The company said that by using its VR and surgical robotic technology, surgeons are able to perform a minimally invasive surgery via a micro-incision. 

Vicarious Surgical was founded in 2014 by recent MIT graduates Adam Sachs and Sammy Khalifa, as well as Dr. Barry Greene, a bariatric surgeon at Advanced Weight Loss Surgery, according to Linkedin

This isn’t the first infusion of money for the startup. In April of 2018 it scored $16.8 million in Series A funding. The investor list from April mirrors the most recent list — with the only change being that Kholsa Ventures led that round and Gates Ventures participated. According to Crunchbase, the company has raised a total of $30 million.

What it is for

The company said the new money will go towards the next phase of growth and developing the commercial product. 

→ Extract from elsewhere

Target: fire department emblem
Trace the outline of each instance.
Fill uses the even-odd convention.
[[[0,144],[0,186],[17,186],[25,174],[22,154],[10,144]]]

“With an expanded team driving toward their first product, Vicarious Surgical is rapidly achieving their mission of using miniaturized robotics and immersive [VR] to give surgeons improved capabilities,” Dror Berman, founding partner of Innovation Endeavors, said in a statement. “We are excited to continue our commitment to Vicarious Surgical and to the super evolution of surgery.”

Market snapshot 

VR is increasingly being used in the surgical space. Osso VR is a software developed to create a virtual operating room on VR platforms like Oculus Rift/Touch or HTC Vive. The technology was designed to help surgeons practice a procedure before the real event. 

The healthcare space still has many directions it could take with VR. 

“We can see the effective use of [VR] in simulation, in terms of preparation and rehearsal – the challenge here is the cost of scaling as there are tens of thousands of different procedures with nuances in each of them,” Dr. Nadine Hachach-Haram, told HIMSS Media. “And while the full range of the possibilities of artificial intelligence has not yet been realized, theoretically, we know the scale and impact will be significant.”